Here is some Norwegian trip reports, tentatively translated to English

http://www.norsk-klatring.no/klatring/Ute/Fjell/Norskeruta-i-Trollveggen-fr...

Norwegian route on the Troll Wall free climbed
By: ozz
Wednesday 29 October 2008

Many have talked about it and many have tried. Now it's finally done. Sindre Sæther and his father Ole Johan Sæther climbed from 26 to 27 . July Norwegian route in free .
The route is neither particularly difficult nor particularly long, but has still resisted the past years attempts to free climb the route. After the troll wall avalanches affected parts of the Rimmond and Swedish Route the left edge of the wall is given new relevance .
One must still get very close to the rockfall zone to enter the route , and this author were deterred from an attempt when we were just under the wall to give its start a closer look . Two gigant rockfalls with size like double trailers knocked down in the intro slabs and got us to run . No way if we were going up the wall. But the rockfalls of the wall has in recent years concentrated on the area under Bruraskaret, and the great danger inherent in crossing the introslabs . Recommended approach to Norwegian route is down and to the left of the intro slabs , and in recent years this has been virtually untouched by the loose rubble.

 Norwegian route
- Entering the Norwegian Ruta was a calculated risk , said Ole Johan Sæther when we met him well down from the wall.
- If you look at the snow under the instep we saw little signs of rockfalls . Therefore we took the chance to climb the route. _The Line included mostly large formations , besides the hardest pitch of 5 - 6 pitch is graded 7 in Norwegian grades, aprr 6c -6c+ in French grades.
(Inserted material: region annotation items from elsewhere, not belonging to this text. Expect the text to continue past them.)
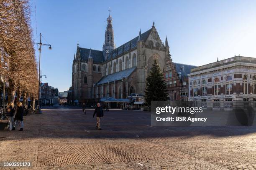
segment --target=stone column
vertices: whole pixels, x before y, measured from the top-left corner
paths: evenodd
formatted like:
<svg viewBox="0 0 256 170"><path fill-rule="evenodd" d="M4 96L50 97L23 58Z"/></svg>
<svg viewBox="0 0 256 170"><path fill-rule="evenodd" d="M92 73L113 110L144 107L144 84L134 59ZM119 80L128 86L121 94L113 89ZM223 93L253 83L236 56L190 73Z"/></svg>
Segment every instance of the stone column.
<svg viewBox="0 0 256 170"><path fill-rule="evenodd" d="M129 96L129 90L128 90L128 78L125 78L125 92L126 98Z"/></svg>
<svg viewBox="0 0 256 170"><path fill-rule="evenodd" d="M109 94L110 94L110 89L109 88L110 85L109 85L109 82L108 82L108 93L107 94L107 98L109 98Z"/></svg>
<svg viewBox="0 0 256 170"><path fill-rule="evenodd" d="M114 81L114 86L113 86L113 88L114 88L114 98L116 98L116 82L115 82L115 80Z"/></svg>
<svg viewBox="0 0 256 170"><path fill-rule="evenodd" d="M97 90L96 90L96 98L99 98L99 85L97 85Z"/></svg>

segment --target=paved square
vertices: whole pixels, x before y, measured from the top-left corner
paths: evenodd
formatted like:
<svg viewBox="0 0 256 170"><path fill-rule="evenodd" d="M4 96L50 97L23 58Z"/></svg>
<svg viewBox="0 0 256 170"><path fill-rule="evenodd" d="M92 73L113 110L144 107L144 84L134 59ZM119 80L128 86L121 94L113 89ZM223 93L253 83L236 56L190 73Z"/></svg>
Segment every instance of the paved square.
<svg viewBox="0 0 256 170"><path fill-rule="evenodd" d="M92 110L43 112L0 131L0 162L32 164L9 169L256 169L256 127L152 127L149 112L110 110L98 130Z"/></svg>

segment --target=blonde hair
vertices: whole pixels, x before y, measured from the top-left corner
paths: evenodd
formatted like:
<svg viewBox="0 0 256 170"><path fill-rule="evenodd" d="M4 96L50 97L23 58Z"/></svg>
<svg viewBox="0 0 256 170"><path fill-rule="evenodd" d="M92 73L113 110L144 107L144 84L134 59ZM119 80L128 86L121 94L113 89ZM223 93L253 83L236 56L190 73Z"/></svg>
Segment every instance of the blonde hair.
<svg viewBox="0 0 256 170"><path fill-rule="evenodd" d="M11 107L12 107L12 108L14 108L14 105L13 105L13 103L12 102L9 103L8 104L8 106L7 106L8 108L10 108Z"/></svg>
<svg viewBox="0 0 256 170"><path fill-rule="evenodd" d="M22 103L20 102L17 102L17 105L18 107L20 107L22 105Z"/></svg>

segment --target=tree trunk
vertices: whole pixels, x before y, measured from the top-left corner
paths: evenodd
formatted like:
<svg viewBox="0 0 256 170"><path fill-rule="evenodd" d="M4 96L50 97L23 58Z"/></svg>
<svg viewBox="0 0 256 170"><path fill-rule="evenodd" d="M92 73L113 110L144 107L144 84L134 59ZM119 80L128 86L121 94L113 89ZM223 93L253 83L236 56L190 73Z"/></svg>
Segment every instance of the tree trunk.
<svg viewBox="0 0 256 170"><path fill-rule="evenodd" d="M34 110L35 110L35 98L33 95L31 95L31 98L30 98L30 101L31 102L31 109Z"/></svg>
<svg viewBox="0 0 256 170"><path fill-rule="evenodd" d="M18 87L17 90L17 102L20 101L20 97L21 97L21 90L20 88Z"/></svg>
<svg viewBox="0 0 256 170"><path fill-rule="evenodd" d="M26 108L27 108L26 103L27 102L27 94L26 92L23 92L22 93L22 97L23 97L23 100L22 100L22 104L25 106Z"/></svg>
<svg viewBox="0 0 256 170"><path fill-rule="evenodd" d="M8 104L12 102L14 103L14 95L15 91L14 91L14 82L13 79L9 78L9 87L7 89L8 92Z"/></svg>

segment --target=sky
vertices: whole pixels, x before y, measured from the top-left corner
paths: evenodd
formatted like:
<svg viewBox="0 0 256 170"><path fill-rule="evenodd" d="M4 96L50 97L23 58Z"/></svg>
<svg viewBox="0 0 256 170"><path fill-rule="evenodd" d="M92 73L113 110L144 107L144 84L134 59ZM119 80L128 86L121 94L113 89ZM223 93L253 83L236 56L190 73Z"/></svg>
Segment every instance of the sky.
<svg viewBox="0 0 256 170"><path fill-rule="evenodd" d="M31 0L33 40L42 47L42 82L67 90L77 42L102 50L109 8L118 47L150 29L167 36L174 62L200 66L240 55L256 57L255 0ZM35 45L36 58L38 47Z"/></svg>

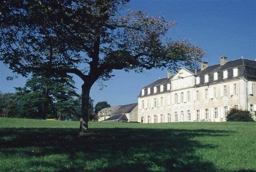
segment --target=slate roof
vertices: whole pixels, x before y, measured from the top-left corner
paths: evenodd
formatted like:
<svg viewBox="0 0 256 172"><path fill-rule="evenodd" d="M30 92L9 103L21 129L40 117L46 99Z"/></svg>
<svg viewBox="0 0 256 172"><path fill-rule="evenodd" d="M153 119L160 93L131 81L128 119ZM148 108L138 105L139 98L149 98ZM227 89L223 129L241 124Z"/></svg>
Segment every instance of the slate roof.
<svg viewBox="0 0 256 172"><path fill-rule="evenodd" d="M113 115L110 117L106 119L103 121L113 121L115 120L118 120L118 119L123 119L123 120L126 120L128 121L128 119L126 117L126 115L125 114L120 114L118 115Z"/></svg>
<svg viewBox="0 0 256 172"><path fill-rule="evenodd" d="M232 69L235 67L238 68L238 76L234 78L233 77ZM185 69L193 73L195 76L199 76L201 78L200 83L199 84L195 85L195 87L200 87L224 80L232 80L239 77L245 77L256 79L256 61L245 59L240 59L228 61L223 65L218 64L209 66L203 70L201 70L200 69L196 69L196 70L187 68ZM223 79L223 71L224 70L228 70L228 78L226 79ZM213 80L213 75L215 72L218 72L218 79L217 80ZM209 74L209 82L205 83L204 75L206 74ZM146 88L144 96L141 96L142 91L141 89L140 94L138 97L145 97L147 96L151 96L159 93L170 92L170 90L167 90L167 84L165 84L170 83L171 78L172 78L169 79L167 78L164 78L160 79L144 87L143 88ZM164 85L164 91L160 92L160 86L163 84ZM153 88L155 86L157 87L157 90L156 93L153 93ZM149 87L151 88L151 90L150 94L148 95L147 89Z"/></svg>
<svg viewBox="0 0 256 172"><path fill-rule="evenodd" d="M116 111L112 113L112 115L127 113L130 113L132 110L138 106L138 103L122 105Z"/></svg>

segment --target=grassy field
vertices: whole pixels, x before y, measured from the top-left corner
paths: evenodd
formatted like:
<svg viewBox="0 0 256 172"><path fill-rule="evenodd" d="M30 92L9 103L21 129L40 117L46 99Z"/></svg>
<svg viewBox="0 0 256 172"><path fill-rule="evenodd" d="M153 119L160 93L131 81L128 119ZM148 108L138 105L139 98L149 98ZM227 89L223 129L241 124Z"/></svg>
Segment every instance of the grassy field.
<svg viewBox="0 0 256 172"><path fill-rule="evenodd" d="M256 172L256 123L0 118L0 172Z"/></svg>

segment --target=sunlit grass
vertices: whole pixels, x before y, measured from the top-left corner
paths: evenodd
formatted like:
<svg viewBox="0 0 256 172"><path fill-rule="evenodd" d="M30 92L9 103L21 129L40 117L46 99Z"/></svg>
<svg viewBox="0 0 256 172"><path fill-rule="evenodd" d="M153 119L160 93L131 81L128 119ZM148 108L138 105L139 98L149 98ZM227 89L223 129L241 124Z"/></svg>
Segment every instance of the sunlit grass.
<svg viewBox="0 0 256 172"><path fill-rule="evenodd" d="M256 123L0 118L0 172L255 172Z"/></svg>

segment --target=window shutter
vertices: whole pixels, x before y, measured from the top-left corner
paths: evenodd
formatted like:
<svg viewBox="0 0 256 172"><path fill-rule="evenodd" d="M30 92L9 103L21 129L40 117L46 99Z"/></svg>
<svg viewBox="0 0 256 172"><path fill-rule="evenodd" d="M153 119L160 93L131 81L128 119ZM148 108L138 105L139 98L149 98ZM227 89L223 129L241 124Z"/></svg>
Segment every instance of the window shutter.
<svg viewBox="0 0 256 172"><path fill-rule="evenodd" d="M229 91L230 94L230 95L233 96L234 95L234 92L233 91L233 86L234 84L230 84Z"/></svg>
<svg viewBox="0 0 256 172"><path fill-rule="evenodd" d="M148 100L146 100L145 101L145 109L148 109Z"/></svg>

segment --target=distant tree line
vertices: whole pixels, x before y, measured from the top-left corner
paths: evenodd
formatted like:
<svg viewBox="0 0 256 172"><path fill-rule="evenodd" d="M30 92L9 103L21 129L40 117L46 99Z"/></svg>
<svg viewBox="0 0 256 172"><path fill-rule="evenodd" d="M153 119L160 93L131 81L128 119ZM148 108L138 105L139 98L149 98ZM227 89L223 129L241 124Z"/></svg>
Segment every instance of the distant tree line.
<svg viewBox="0 0 256 172"><path fill-rule="evenodd" d="M56 118L60 120L80 120L81 97L76 92L70 76L50 76L35 73L23 87L15 88L14 93L0 91L0 116L38 119ZM97 113L110 107L106 102L94 108L90 98L89 119L97 119Z"/></svg>

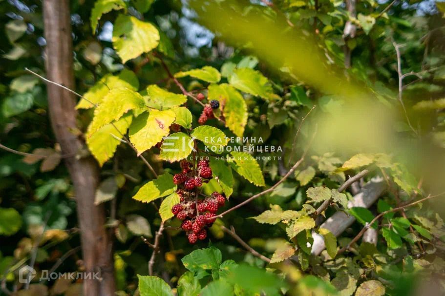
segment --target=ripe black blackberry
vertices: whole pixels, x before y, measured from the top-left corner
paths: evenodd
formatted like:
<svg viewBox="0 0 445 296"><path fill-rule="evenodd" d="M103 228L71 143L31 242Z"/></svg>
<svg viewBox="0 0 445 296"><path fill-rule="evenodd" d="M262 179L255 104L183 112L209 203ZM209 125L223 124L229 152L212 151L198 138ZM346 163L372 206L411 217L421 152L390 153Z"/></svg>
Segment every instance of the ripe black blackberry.
<svg viewBox="0 0 445 296"><path fill-rule="evenodd" d="M210 106L212 109L218 109L219 108L219 102L215 99L212 99L210 101Z"/></svg>

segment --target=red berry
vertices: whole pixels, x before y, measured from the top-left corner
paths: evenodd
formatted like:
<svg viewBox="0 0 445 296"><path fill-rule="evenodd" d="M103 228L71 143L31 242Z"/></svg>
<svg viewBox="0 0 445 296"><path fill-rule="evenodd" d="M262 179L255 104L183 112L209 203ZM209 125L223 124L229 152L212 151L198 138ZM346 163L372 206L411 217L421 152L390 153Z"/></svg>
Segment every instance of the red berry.
<svg viewBox="0 0 445 296"><path fill-rule="evenodd" d="M199 119L198 119L198 123L200 124L204 124L206 123L206 121L207 121L207 116L206 115L204 112L201 114L201 116L199 117Z"/></svg>
<svg viewBox="0 0 445 296"><path fill-rule="evenodd" d="M204 213L207 210L207 203L203 202L198 205L198 211L200 213Z"/></svg>
<svg viewBox="0 0 445 296"><path fill-rule="evenodd" d="M196 224L197 224L201 227L207 223L207 221L206 219L206 217L204 215L201 215L197 217L195 222Z"/></svg>
<svg viewBox="0 0 445 296"><path fill-rule="evenodd" d="M183 209L184 208L183 208L182 204L177 203L171 207L171 213L173 213L173 215L178 215L178 213L182 211Z"/></svg>
<svg viewBox="0 0 445 296"><path fill-rule="evenodd" d="M226 198L224 197L219 194L217 197L216 197L216 201L218 202L218 204L219 204L220 206L222 207L224 206L226 203Z"/></svg>
<svg viewBox="0 0 445 296"><path fill-rule="evenodd" d="M176 217L180 220L184 220L187 217L187 212L181 211L178 213L178 215L176 215Z"/></svg>
<svg viewBox="0 0 445 296"><path fill-rule="evenodd" d="M198 233L202 229L202 226L199 226L196 222L191 224L191 230L195 233Z"/></svg>
<svg viewBox="0 0 445 296"><path fill-rule="evenodd" d="M211 213L206 213L204 214L204 217L206 217L206 220L207 221L208 224L212 224L216 220L216 218L212 218L212 217L215 217L215 214Z"/></svg>
<svg viewBox="0 0 445 296"><path fill-rule="evenodd" d="M212 178L212 169L209 167L201 168L200 170L199 176L206 179L210 179Z"/></svg>
<svg viewBox="0 0 445 296"><path fill-rule="evenodd" d="M191 178L186 181L186 182L184 183L184 187L187 190L192 190L196 186L194 179Z"/></svg>
<svg viewBox="0 0 445 296"><path fill-rule="evenodd" d="M209 200L207 202L207 210L210 213L213 214L218 212L218 203L213 200Z"/></svg>
<svg viewBox="0 0 445 296"><path fill-rule="evenodd" d="M196 99L199 99L200 101L202 101L204 99L206 99L206 97L204 96L204 95L203 95L201 93L199 93L199 94L198 94L198 95L196 96Z"/></svg>
<svg viewBox="0 0 445 296"><path fill-rule="evenodd" d="M177 133L181 131L181 126L177 123L173 123L170 126L170 128L171 129L171 130L174 132L175 133Z"/></svg>
<svg viewBox="0 0 445 296"><path fill-rule="evenodd" d="M195 177L195 185L197 187L202 186L202 179L199 177Z"/></svg>
<svg viewBox="0 0 445 296"><path fill-rule="evenodd" d="M200 168L207 168L209 167L209 161L205 159L202 159L202 160L199 160L198 162L198 167Z"/></svg>
<svg viewBox="0 0 445 296"><path fill-rule="evenodd" d="M189 238L189 242L191 244L194 244L198 240L198 237L196 234L192 232L191 234L189 234L187 235L187 237Z"/></svg>
<svg viewBox="0 0 445 296"><path fill-rule="evenodd" d="M198 233L196 236L198 237L198 238L201 240L205 239L206 237L207 237L207 232L205 229L201 229L201 231Z"/></svg>
<svg viewBox="0 0 445 296"><path fill-rule="evenodd" d="M192 223L191 221L190 220L184 220L184 222L182 222L182 224L181 224L181 228L186 231L191 230L191 225Z"/></svg>
<svg viewBox="0 0 445 296"><path fill-rule="evenodd" d="M176 174L173 176L173 182L175 184L182 184L187 179L187 176L184 174Z"/></svg>
<svg viewBox="0 0 445 296"><path fill-rule="evenodd" d="M213 109L212 109L212 107L210 105L206 105L204 106L203 112L209 118L213 118L214 117L213 116Z"/></svg>

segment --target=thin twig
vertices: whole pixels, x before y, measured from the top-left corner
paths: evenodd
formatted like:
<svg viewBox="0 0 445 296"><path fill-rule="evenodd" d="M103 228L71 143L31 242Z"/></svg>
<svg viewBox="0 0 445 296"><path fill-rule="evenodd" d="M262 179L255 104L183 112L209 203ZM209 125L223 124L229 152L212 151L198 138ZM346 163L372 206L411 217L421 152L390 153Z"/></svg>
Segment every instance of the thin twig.
<svg viewBox="0 0 445 296"><path fill-rule="evenodd" d="M156 258L156 253L159 250L159 243L160 242L161 237L162 236L162 232L164 231L164 221L161 222L159 225L159 229L156 233L154 236L154 244L153 245L153 253L151 253L151 257L150 257L150 261L148 261L148 275L153 275L153 265L154 264L154 260Z"/></svg>
<svg viewBox="0 0 445 296"><path fill-rule="evenodd" d="M29 73L31 73L31 74L32 74L35 75L35 76L37 76L37 77L39 77L39 78L40 78L41 79L42 79L42 80L43 80L43 81L45 81L45 82L48 82L48 83L51 83L51 84L54 84L55 85L57 85L57 86L59 86L59 87L61 87L61 88L63 88L63 89L64 89L64 90L66 90L69 91L69 92L70 92L70 93L72 93L72 94L74 94L74 95L75 95L76 96L77 96L79 97L79 98L81 98L83 99L85 99L85 100L86 100L86 101L87 101L87 102L89 102L89 103L91 104L92 105L93 105L95 107L97 107L98 106L97 104L96 104L96 103L93 103L93 102L92 102L91 101L89 100L89 99L86 99L86 98L85 98L85 97L84 97L83 96L82 96L82 95L81 95L80 94L79 94L79 93L77 93L77 92L75 92L74 91L73 91L73 90L72 90L70 89L69 88L68 88L66 87L66 86L64 86L64 85L61 84L60 83L58 83L57 82L54 82L54 81L51 81L51 80L49 80L48 79L47 79L45 78L44 77L43 77L43 76L42 76L41 75L39 75L39 74L38 74L36 73L36 72L34 72L34 71L32 71L32 70L31 70L28 69L27 68L25 68L25 70L26 71L29 72ZM131 148L132 148L133 150L135 151L135 152L136 152L136 155L137 155L137 154L138 154L138 151L137 151L137 149L136 149L136 147L135 147L134 146L133 146L133 144L131 144L131 142L130 142L130 140L129 140L128 139L127 139L127 138L126 137L125 137L125 135L124 135L122 133L121 133L121 132L120 132L120 131L119 130L119 129L117 128L117 127L116 126L116 125L114 124L114 122L111 122L110 124L111 124L111 125L112 125L115 129L116 129L116 130L118 131L118 132L119 134L120 134L122 136L122 137L124 138L124 140L125 140L125 141L127 142L127 143L128 144L128 145L130 147L131 147ZM141 159L142 159L142 161L144 161L144 162L146 164L146 165L147 165L147 166L148 167L148 169L149 169L149 170L151 171L151 172L152 172L152 173L153 173L153 174L154 175L155 177L156 178L158 178L158 175L157 175L157 174L156 174L156 171L155 171L154 170L154 169L153 168L153 167L151 166L151 165L150 164L150 163L149 163L148 162L148 161L147 160L147 159L146 159L146 158L144 157L144 156L142 155L142 154L140 154L140 155L138 155L138 157L139 157L139 158L140 158Z"/></svg>
<svg viewBox="0 0 445 296"><path fill-rule="evenodd" d="M247 244L245 241L242 240L241 237L238 236L238 235L235 233L235 230L233 229L233 227L231 227L231 229L229 229L227 227L224 227L223 225L221 226L221 229L222 229L223 231L226 233L230 235L233 238L236 239L238 242L240 243L243 247L244 247L247 251L250 252L253 255L258 257L263 261L265 261L266 262L270 263L271 263L271 259L263 256L261 254L259 254L256 251L255 251L252 247Z"/></svg>
<svg viewBox="0 0 445 296"><path fill-rule="evenodd" d="M365 169L363 170L363 171L360 172L360 173L359 173L355 176L351 177L350 178L349 178L349 179L346 180L344 182L344 183L343 183L341 185L341 186L340 186L339 187L339 189L337 189L337 190L338 190L339 192L340 192L340 193L344 191L348 187L349 187L350 186L351 186L351 185L353 183L354 183L354 182L356 182L358 180L360 179L361 178L363 178L364 176L367 175L367 174L368 173L369 173L370 171L370 170L369 169ZM331 202L332 201L332 198L329 198L329 199L326 199L326 200L323 201L323 203L322 203L321 205L320 205L320 206L319 206L317 208L317 210L314 213L314 215L313 215L314 217L316 217L317 216L318 216L319 215L320 215L320 214L323 213L323 211L324 211L325 210L326 210L326 208L327 208L327 207L328 206L329 206L329 205L331 204Z"/></svg>
<svg viewBox="0 0 445 296"><path fill-rule="evenodd" d="M361 237L361 236L363 235L363 234L364 234L365 233L365 232L366 231L366 230L368 228L369 228L370 227L371 227L372 225L376 222L376 221L377 221L379 218L380 218L380 217L381 217L382 216L383 216L388 213L393 213L394 212L397 212L398 211L404 210L406 208L408 208L409 207L412 207L412 206L415 205L417 204L418 203L420 203L421 202L423 202L424 201L425 201L425 200L427 200L430 198L432 198L433 197L436 197L443 195L444 194L445 194L445 192L441 193L440 194L438 194L437 195L434 195L434 196L429 195L427 197L425 197L424 198L422 198L421 199L419 199L419 200L417 200L417 201L414 201L414 202L411 202L411 203L408 203L408 204L406 204L405 205L401 206L398 207L397 208L394 208L394 209L391 209L391 210L388 210L387 211L385 211L384 212L382 212L380 214L378 215L377 216L376 216L376 217L374 219L373 219L371 221L371 222L370 222L369 223L367 223L366 225L365 225L365 226L361 229L361 230L360 231L360 232L359 232L357 234L357 235L356 236L356 237L352 239L352 240L351 240L350 242L349 242L349 243L348 243L346 246L343 247L343 248L342 248L339 251L338 253L337 253L337 255L341 254L341 253L344 252L345 251L348 249L349 248L350 248L351 246L353 244L355 243L356 241L357 241L360 238L360 237Z"/></svg>
<svg viewBox="0 0 445 296"><path fill-rule="evenodd" d="M315 134L316 133L314 133L314 136L312 137L312 138L311 139L310 141L309 142L306 149L303 152L303 154L301 155L301 157L300 158L300 159L298 159L298 160L297 162L295 163L295 164L294 164L294 166L292 168L291 168L291 169L289 170L289 171L285 175L284 175L284 176L280 180L279 180L278 182L275 183L274 186L273 186L271 188L270 188L268 189L266 189L263 191L261 191L259 193L257 193L255 195L246 199L245 200L244 200L241 203L238 203L236 205L235 205L233 207L232 207L230 209L229 209L227 211L223 212L223 213L220 214L218 215L214 216L213 217L212 217L211 218L208 218L208 219L214 219L215 218L221 218L225 215L230 213L232 211L234 211L236 209L240 208L241 207L243 206L246 203L249 203L249 202L250 202L251 201L253 200L254 199L255 199L255 198L257 198L258 197L259 197L261 196L262 196L264 195L265 194L266 194L267 193L269 193L270 192L272 192L273 191L274 191L276 188L276 187L278 187L278 185L279 185L280 184L281 184L281 183L284 182L291 175L291 174L292 174L294 172L294 171L295 171L296 169L297 169L297 168L298 167L298 166L301 164L301 162L303 162L303 160L304 160L304 158L306 157L306 155L307 154L307 152L309 151L309 148L311 147L311 145L312 143L312 141L314 140L314 138L315 138Z"/></svg>

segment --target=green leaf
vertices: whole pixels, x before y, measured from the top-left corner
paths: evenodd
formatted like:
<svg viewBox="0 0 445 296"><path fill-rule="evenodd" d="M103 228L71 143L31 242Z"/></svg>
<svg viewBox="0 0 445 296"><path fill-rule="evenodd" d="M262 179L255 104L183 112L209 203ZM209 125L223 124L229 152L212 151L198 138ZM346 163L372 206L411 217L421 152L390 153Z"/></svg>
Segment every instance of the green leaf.
<svg viewBox="0 0 445 296"><path fill-rule="evenodd" d="M150 223L142 216L136 214L129 215L126 217L127 227L128 230L137 236L143 236L152 237Z"/></svg>
<svg viewBox="0 0 445 296"><path fill-rule="evenodd" d="M173 182L173 176L166 173L145 184L133 198L142 202L149 202L173 193L176 188L176 184Z"/></svg>
<svg viewBox="0 0 445 296"><path fill-rule="evenodd" d="M191 76L208 82L216 83L221 80L219 71L210 66L204 66L201 69L193 69L185 72L180 72L174 75L174 77L177 78L186 76Z"/></svg>
<svg viewBox="0 0 445 296"><path fill-rule="evenodd" d="M138 93L127 88L112 89L94 110L88 133L92 135L104 125L119 120L129 111L143 107L144 99Z"/></svg>
<svg viewBox="0 0 445 296"><path fill-rule="evenodd" d="M247 123L247 104L241 94L226 83L209 86L209 100L215 99L224 106L226 126L238 137L242 137Z"/></svg>
<svg viewBox="0 0 445 296"><path fill-rule="evenodd" d="M12 208L0 208L0 235L9 236L21 228L21 217Z"/></svg>
<svg viewBox="0 0 445 296"><path fill-rule="evenodd" d="M91 133L89 128L85 135L86 145L91 154L102 166L106 161L113 157L121 141L119 138L127 133L133 116L130 114L122 117L113 124L106 124L95 133Z"/></svg>
<svg viewBox="0 0 445 296"><path fill-rule="evenodd" d="M123 0L97 0L91 10L91 16L90 17L93 34L96 31L97 23L102 17L102 15L113 10L119 10L120 9L127 11L127 5Z"/></svg>
<svg viewBox="0 0 445 296"><path fill-rule="evenodd" d="M199 279L191 272L185 273L178 281L178 296L199 296L201 290Z"/></svg>
<svg viewBox="0 0 445 296"><path fill-rule="evenodd" d="M308 166L301 172L295 172L295 178L300 182L301 186L304 186L310 182L315 177L315 169L314 167Z"/></svg>
<svg viewBox="0 0 445 296"><path fill-rule="evenodd" d="M206 286L201 291L201 296L233 296L233 288L223 279L213 281Z"/></svg>
<svg viewBox="0 0 445 296"><path fill-rule="evenodd" d="M375 18L371 16L365 16L361 13L359 14L357 20L359 20L359 23L367 35L369 34L374 24L376 23Z"/></svg>
<svg viewBox="0 0 445 296"><path fill-rule="evenodd" d="M387 227L381 229L383 237L386 241L386 244L389 249L398 249L402 246L402 238L392 229Z"/></svg>
<svg viewBox="0 0 445 296"><path fill-rule="evenodd" d="M91 103L99 104L111 89L127 88L137 91L139 87L139 81L132 71L124 69L117 76L107 74L84 94L84 97L86 99L81 99L76 109L88 109L94 107Z"/></svg>
<svg viewBox="0 0 445 296"><path fill-rule="evenodd" d="M191 153L193 139L184 133L175 133L164 138L159 157L170 162L186 158Z"/></svg>
<svg viewBox="0 0 445 296"><path fill-rule="evenodd" d="M301 216L291 223L286 228L286 233L289 238L293 238L300 232L311 229L315 227L315 221L307 216Z"/></svg>
<svg viewBox="0 0 445 296"><path fill-rule="evenodd" d="M320 228L318 233L323 236L324 239L324 245L326 246L328 255L334 259L337 255L337 238L326 228Z"/></svg>
<svg viewBox="0 0 445 296"><path fill-rule="evenodd" d="M170 126L175 119L175 113L171 110L156 110L144 112L134 119L130 125L128 135L130 141L140 155L160 142L169 134Z"/></svg>
<svg viewBox="0 0 445 296"><path fill-rule="evenodd" d="M339 292L339 296L351 296L357 287L357 280L350 275L341 274L331 281L331 284Z"/></svg>
<svg viewBox="0 0 445 296"><path fill-rule="evenodd" d="M177 203L179 203L179 196L176 192L173 192L162 201L159 207L159 215L162 221L168 220L173 217L171 208Z"/></svg>
<svg viewBox="0 0 445 296"><path fill-rule="evenodd" d="M125 63L156 48L159 38L159 32L151 23L134 17L119 15L114 23L112 41Z"/></svg>
<svg viewBox="0 0 445 296"><path fill-rule="evenodd" d="M146 104L148 107L158 110L170 109L187 101L187 97L184 95L170 93L156 85L148 85L147 90L147 95L145 97Z"/></svg>
<svg viewBox="0 0 445 296"><path fill-rule="evenodd" d="M256 186L265 185L263 173L256 160L245 152L232 151L230 164L238 174Z"/></svg>
<svg viewBox="0 0 445 296"><path fill-rule="evenodd" d="M228 198L233 192L233 175L232 169L224 160L215 158L210 160L210 168L213 176L218 177L218 184Z"/></svg>
<svg viewBox="0 0 445 296"><path fill-rule="evenodd" d="M138 275L138 278L141 296L173 296L170 286L160 277Z"/></svg>
<svg viewBox="0 0 445 296"><path fill-rule="evenodd" d="M179 124L184 128L189 129L191 128L191 122L193 119L191 117L191 113L185 107L178 107L174 108L171 110L176 115L176 119L174 123Z"/></svg>
<svg viewBox="0 0 445 296"><path fill-rule="evenodd" d="M269 80L257 71L249 68L236 69L229 79L229 83L242 92L268 99L272 94Z"/></svg>
<svg viewBox="0 0 445 296"><path fill-rule="evenodd" d="M287 259L295 254L295 248L291 244L285 243L279 247L272 255L271 263L275 263Z"/></svg>
<svg viewBox="0 0 445 296"><path fill-rule="evenodd" d="M26 111L34 103L30 93L16 93L7 97L1 104L1 114L4 117L11 117Z"/></svg>
<svg viewBox="0 0 445 296"><path fill-rule="evenodd" d="M349 209L349 212L351 215L356 217L357 221L363 225L366 225L366 223L370 223L373 219L374 218L374 215L366 208L354 207ZM377 223L374 222L372 227L376 228L377 227L376 224Z"/></svg>
<svg viewBox="0 0 445 296"><path fill-rule="evenodd" d="M224 133L216 127L210 125L198 126L193 130L191 136L206 145L206 152L212 151L220 153L223 148L227 144Z"/></svg>
<svg viewBox="0 0 445 296"><path fill-rule="evenodd" d="M116 197L118 186L114 176L109 177L102 181L96 190L94 204L111 200Z"/></svg>
<svg viewBox="0 0 445 296"><path fill-rule="evenodd" d="M200 269L217 268L221 264L222 256L221 251L214 247L198 249L184 257L182 259L184 267L195 272Z"/></svg>
<svg viewBox="0 0 445 296"><path fill-rule="evenodd" d="M385 287L378 280L372 279L361 283L357 288L355 296L383 296Z"/></svg>
<svg viewBox="0 0 445 296"><path fill-rule="evenodd" d="M431 239L433 238L432 236L431 236L429 232L422 226L413 224L413 227L414 228L414 229L417 231L417 232L418 232L420 235L424 237L425 237L428 239Z"/></svg>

- The rest of the route we climbed mostly in mountain boots. Climbing consisted much in crossing the upward flowing formations with the occasional short harder climbing , said Sæther.

- It was decent conditions , although it was too hot .
The month of July 2008 in Romsdal was the driest in 50 years .
The rope team spent about 20 hours on the whole trip , in the hottest weather we have experienced in Romsdal for a long time.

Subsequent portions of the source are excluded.